Jobless eastern Europeans ‘turn to petty crime’

Police are to carry out research to find out if Poles, Bulgarians and Romanians are turning to petty crime and risk being over-represented in the crime figures, news agency ANP reports on Wednesday.


‘We want to find out how criminality is developing within this group and who they are,’ a spokesman for the national police chiefs’ association said.
For example, the research will investigate whether people who become embroiled in crime in the Netherlands did so because they lost their jobs or because they are members of criminal gangs.
The police chiefs were responding to claims in the AD that police and council officials in the big Dutch cities have noticed a sharp rise in crime committed by people from central and eastern Europe.
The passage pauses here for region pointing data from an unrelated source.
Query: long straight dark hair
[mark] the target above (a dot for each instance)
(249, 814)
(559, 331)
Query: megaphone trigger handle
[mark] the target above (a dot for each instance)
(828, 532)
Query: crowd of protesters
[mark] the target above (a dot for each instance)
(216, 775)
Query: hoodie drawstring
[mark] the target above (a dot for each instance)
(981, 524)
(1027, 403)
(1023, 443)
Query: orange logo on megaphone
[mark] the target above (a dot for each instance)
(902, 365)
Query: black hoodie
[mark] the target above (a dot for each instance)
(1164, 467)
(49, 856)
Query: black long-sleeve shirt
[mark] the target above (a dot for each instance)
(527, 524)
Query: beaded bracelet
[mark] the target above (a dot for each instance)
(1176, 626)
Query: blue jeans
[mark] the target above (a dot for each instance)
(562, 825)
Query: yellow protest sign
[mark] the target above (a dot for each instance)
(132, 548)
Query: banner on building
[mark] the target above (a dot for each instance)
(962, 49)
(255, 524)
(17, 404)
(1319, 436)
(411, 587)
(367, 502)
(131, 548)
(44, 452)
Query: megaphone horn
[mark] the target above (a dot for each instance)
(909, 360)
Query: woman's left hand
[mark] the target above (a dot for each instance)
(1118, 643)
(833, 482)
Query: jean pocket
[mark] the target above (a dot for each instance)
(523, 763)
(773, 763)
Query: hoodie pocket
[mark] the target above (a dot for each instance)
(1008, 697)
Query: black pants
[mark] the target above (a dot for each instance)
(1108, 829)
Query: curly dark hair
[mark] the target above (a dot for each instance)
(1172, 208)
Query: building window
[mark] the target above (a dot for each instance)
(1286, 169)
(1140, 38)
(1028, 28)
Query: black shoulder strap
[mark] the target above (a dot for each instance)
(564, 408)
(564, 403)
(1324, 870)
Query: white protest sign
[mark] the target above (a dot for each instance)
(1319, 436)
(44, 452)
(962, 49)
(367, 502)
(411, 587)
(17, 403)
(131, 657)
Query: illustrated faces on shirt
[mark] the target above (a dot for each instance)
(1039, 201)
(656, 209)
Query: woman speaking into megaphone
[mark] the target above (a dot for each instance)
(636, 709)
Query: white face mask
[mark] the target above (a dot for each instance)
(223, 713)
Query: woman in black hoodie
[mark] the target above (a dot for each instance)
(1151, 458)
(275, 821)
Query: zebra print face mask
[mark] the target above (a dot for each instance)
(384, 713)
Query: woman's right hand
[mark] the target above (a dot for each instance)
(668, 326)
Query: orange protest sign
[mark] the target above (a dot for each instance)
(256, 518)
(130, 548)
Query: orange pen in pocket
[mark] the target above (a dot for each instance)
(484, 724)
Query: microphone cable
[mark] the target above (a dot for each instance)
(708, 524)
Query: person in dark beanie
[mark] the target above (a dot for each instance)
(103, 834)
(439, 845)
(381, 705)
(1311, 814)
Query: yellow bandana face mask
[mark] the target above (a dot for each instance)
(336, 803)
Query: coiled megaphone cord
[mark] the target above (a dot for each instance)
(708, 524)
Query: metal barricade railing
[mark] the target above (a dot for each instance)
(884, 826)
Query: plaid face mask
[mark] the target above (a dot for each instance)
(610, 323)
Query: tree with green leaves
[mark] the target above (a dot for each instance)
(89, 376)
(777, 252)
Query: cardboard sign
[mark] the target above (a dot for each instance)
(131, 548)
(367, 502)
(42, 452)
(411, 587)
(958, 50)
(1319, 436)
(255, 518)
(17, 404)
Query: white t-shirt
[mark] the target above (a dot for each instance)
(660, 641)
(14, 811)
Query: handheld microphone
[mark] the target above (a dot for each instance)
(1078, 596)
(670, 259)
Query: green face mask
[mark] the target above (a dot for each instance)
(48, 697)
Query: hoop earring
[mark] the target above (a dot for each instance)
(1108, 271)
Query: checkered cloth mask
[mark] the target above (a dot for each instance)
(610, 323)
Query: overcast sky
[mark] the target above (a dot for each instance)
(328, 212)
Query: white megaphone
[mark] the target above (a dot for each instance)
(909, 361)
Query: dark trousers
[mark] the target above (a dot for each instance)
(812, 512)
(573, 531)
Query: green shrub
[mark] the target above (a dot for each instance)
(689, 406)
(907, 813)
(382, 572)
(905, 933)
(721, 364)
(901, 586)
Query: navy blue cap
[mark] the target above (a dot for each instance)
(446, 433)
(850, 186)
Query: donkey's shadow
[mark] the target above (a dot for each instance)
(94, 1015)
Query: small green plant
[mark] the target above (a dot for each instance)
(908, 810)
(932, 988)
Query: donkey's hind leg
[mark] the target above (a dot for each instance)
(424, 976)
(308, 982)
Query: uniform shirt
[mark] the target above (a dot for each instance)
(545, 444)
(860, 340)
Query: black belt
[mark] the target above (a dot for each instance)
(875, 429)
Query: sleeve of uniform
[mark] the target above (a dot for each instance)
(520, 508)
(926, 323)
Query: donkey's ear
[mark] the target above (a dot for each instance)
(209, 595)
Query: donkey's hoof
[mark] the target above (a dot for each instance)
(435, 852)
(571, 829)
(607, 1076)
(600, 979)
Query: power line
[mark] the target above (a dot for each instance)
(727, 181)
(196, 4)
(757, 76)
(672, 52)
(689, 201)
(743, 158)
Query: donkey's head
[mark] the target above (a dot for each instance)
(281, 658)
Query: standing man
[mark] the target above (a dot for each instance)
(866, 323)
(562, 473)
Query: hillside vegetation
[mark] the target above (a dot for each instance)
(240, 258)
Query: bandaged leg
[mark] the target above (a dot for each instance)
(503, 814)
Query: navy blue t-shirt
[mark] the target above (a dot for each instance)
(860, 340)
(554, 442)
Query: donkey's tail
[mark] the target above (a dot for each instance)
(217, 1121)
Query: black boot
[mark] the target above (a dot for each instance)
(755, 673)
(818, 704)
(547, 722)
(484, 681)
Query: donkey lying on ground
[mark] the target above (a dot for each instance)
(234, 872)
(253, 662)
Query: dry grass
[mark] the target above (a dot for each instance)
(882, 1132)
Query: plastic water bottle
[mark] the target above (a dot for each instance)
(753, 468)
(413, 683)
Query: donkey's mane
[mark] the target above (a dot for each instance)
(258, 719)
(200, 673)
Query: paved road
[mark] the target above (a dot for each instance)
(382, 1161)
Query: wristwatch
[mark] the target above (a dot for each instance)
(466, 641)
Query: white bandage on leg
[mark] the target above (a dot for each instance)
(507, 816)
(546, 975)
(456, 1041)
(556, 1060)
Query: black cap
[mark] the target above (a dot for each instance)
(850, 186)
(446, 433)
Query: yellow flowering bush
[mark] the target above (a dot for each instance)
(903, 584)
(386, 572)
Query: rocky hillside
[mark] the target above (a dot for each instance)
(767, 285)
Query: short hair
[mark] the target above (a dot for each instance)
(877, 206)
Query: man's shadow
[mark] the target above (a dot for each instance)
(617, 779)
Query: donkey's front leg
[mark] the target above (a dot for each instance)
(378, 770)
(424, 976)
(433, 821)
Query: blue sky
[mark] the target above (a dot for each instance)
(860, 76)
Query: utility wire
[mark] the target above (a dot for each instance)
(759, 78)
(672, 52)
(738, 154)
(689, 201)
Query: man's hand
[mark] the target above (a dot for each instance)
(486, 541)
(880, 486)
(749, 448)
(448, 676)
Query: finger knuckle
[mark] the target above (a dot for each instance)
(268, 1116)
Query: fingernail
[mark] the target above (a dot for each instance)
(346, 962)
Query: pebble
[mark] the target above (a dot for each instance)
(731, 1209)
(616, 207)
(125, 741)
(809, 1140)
The paper did not give any figures on its website.
The Hague’s police chief Henk van Essen focused on the problem in his New Year speech and blamed the economic crisis, the paper said.
Unemployment
‘Many people from central and eastern Europe have lost their jobs. We used to see them in public nuisance reports but they are now showing up in the crime figures. They lose their jobs and start to steal,’ Van Essen is quoted as saying. He says the rise in home break-ins in The Hague is partly due to eastern Europeans.
Rotterdam police have also decided to come down harder on eastern European suspects, the AD states.
‘Their share of car theft and break-ins is increasing. We are now more alert in areas where they cause the most nuisance,’ spokeswoman Marjan den Hollander is quoted as saying.